On observe aujourd’hui sur les bancs de Terre-Neuve où abondent les morues la rencontre du courant chaud du Golfe Stream et du grand courant froid des mers polaires. Cet affrontement provoque de véritables hécatombes parmi les êtres vivants liés à ces deux courants. Au sud du Cap de Bonne Espérance, on a dragué des concrétions phosphatées sur le banc d’Agulhas, précisément en un lieu ou un courant froid venu de l’Océan global Antarctique rencontre un courant chaud venant de l’Équateur. Outre les variations de température, les variations de salinité peuvent aussi être à l’ origine de tels phénomènes. Ces accumulations de cadavres d’animaux attirent les poissons prédateurs, les requins qui finissent par se livrer de véritables batailles rangées et ajoutent leurs cadavres à ceux qui gisent déjà sur le fond marin.

Ainsi, on pourrait dire que ces gisements phosphatés sont d’anciens champs de bataille et des cimetières d’animaux !

Tous ces terrains furent, par la suite, soumis à d’intenses déformations tectoniques liées au rapprochement des deux continents africain et européen. Cela se passait il y a environ 40.000 millions d’années et si l’Afrique poursuit son mouvement régulier vers le nord, il ne restera plus grand-chose de la Méditerranée dans 10 millions d’années! Le volcanisme italien, entre autres phénomènes dynamiques, témoigne de l’actualité de ces mouvements (Etna, îles Lipari, Stromboli, Vésuve). Dix millions d’années! C’est, certes, énorme à l’échelle d’une vie humaine, mais c’est à peine deux fois plus d’années qu’il a fallu  pour développer  la grande «famille» des hominidés dont l’évolution aboutira à l’espèce humaine telle que nous la connaissons aujourd’hui !

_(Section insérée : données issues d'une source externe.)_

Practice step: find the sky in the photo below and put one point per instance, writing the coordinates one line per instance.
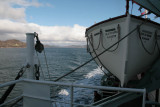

La Méditerranée actuelle et coupe schématique de la structure interne  de la croûte terrestre.

En Jaune = Terres émergées. En Bleu très clair = Marges Continentales. En Bleu foncé = Croûte Océanique recouverte de sédiments et d’eau. Flèches = sens de déplacement des plaques tectoniques. Trait épais = confrontation de plaques.

Ce qu’il  devrait rester de la Méditerranée dans dix Millions d’années, un chapelet de «flaques d’eau», si l’Afrique poursuivait sa progression vers le Nord à vitesse constante. Même légende que le schéma précédent. (Document C.R.D.P. de Nice et de la Corse – 1988).

C’est alors que naissent les chaînes de montagne telliennes et Atlasiques en Afrique du Nord alors que la cordillère Bétique, les Pyrénées, les  Apennins et les Alpes se forment sur le versant européen.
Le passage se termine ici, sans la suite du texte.